7. Be realistic about exercise during the week too
Gatsby is off to some great adventures! At five months old, Gatsby’s mom is making sure they stick to shorter trails so he doesn’t push himself too hard. He’ll make a full-fledged adventure dog in no time! Photo courtesy @greatlifeofgatsby
So you have your adventure dog – fantastic! While we believe that any breed or age of dogs can be adventure pets, different types have special considerations:
- Regardless of size, if you have a historically bred working dog or a dog that simply has a ton of energy, it might not be feasible to only be weekend warriors. Your dog will definitely enjoy their longer excursions with you into the wilderness, but make sure your lifestyle matches and keeps them physically and mentally active during the week as well. This might include daily walks/runs, training sessions, structured day cares, and mental/sensory games and activities. A tired dog is a happy dog!
- On the other hand, if you have a dog with certain physical limitations or an older dog that still loves to get out into the fresh air, get an idea of how much activity is doable for them. Maybe you’ll have to carry them in your pack for part of the trip, stick to paved paths, or make a lot of pit stops along the way. They’ll surely appreciate your consideration for them.
- If you just brought a brand new adventure puppy home, congratulations! Keep in mind that they are very young and their immune systems are not fully developed yet. Additionally, their growth plates have not fused, so keep to short excursions to avoid injuring their joints. Consult with your vet how many vaccination sets must be completed and what timeline should be followed before letting a pup interact with certain environments.
8. Food and Hydration
Hiking for humans is an energy expensive activity and it’s no different for dogs. Make sure to bring along at least 1.5 the regular amount of food they would eat at home plus high protein snacks. Do not expect them to hunt or live off the land. According to the National Forest Service, doing so is prohibited by leash and game laws, and “a dog unused to such a dangerous environment will usually be injured (or worse).”

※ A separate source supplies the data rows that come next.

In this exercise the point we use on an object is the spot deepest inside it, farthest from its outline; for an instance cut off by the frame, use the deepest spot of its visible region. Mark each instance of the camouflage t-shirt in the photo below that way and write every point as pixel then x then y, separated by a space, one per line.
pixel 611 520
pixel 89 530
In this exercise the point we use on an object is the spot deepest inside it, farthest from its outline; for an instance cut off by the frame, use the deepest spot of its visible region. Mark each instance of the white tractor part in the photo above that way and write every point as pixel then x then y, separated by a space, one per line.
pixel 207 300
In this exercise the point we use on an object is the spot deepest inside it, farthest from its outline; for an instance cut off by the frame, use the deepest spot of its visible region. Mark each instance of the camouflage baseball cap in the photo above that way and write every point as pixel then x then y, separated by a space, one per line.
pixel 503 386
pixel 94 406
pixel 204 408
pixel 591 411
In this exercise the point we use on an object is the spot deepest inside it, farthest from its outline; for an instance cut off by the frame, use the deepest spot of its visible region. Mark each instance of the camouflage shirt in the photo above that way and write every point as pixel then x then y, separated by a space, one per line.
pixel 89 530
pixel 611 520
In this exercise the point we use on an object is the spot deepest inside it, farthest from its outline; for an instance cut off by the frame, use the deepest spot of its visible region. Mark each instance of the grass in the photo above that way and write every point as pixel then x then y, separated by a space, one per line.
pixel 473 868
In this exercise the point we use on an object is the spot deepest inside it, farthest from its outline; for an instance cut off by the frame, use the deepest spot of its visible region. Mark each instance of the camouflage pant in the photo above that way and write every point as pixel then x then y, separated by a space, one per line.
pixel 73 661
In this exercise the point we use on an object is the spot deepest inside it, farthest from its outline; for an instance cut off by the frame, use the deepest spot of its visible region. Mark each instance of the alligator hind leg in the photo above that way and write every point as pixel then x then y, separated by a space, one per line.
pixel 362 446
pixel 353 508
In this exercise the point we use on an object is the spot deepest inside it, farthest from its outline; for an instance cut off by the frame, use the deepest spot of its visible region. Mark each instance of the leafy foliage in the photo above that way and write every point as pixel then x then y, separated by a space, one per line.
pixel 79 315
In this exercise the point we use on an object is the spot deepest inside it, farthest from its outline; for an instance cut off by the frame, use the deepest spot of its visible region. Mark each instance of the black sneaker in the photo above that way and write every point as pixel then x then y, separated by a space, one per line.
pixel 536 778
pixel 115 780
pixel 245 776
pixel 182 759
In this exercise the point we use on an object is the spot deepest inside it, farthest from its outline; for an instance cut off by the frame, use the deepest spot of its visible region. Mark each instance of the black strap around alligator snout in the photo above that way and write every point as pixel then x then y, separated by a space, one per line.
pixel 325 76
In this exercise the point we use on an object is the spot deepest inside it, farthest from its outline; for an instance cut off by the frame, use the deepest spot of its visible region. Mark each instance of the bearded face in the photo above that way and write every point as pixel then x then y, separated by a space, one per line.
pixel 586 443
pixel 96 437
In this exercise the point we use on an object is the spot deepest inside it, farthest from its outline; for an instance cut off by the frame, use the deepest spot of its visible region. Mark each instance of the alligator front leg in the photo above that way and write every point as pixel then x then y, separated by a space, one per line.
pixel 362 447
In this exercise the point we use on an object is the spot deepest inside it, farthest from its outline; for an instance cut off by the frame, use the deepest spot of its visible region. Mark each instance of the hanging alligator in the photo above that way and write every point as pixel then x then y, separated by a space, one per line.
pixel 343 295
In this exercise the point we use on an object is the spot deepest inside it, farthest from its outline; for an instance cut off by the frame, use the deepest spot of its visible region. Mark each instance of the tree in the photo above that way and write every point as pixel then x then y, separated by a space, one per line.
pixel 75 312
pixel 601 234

As another part of planning ahead, always have a plan for water during long hikes and on overnights. Although it is tempting to let your dog drink out of natural water sources along the way, it does come with some pathogenic bacterial risks such as Giardia or Leptospira (Lepto vaccination available – ask your vet) that live especially in stagnant water. This can not only affect your dog, but can possibly be passed on to humans as well. In general, it’s best to filter and carry water for yourself and your dog and only allow them to drink out of fresh moving water.
9. Don’t forget about aftercare
After returning home from an adventure, humans and pets alike are exhausted. Some aftercare includes checking their entire bodies for tics and burs, applying a paw hydration wax or cream, offering a nutritious meal, plenty of water, and rest etc.
10. Have a plan in case things go south
Responsible pet owners will try to prevent any mishaps from happening through preparation (like reading this article! Yay!). But the reality is, accidents can happen at any time. Not only for your dog, but make sure you and your travel companions discuss any special considerations for the trip and what steps you will take should something unfavorable occur. Make sure you have the 10 Essential Systems (for humans). Split up duties or supplies to carry and make sure everyone is on the same page for your trip plan.
Have any more helpful tips or experiences you’d like to share? Let us know in the comments below!
Now get out there and happy campin’!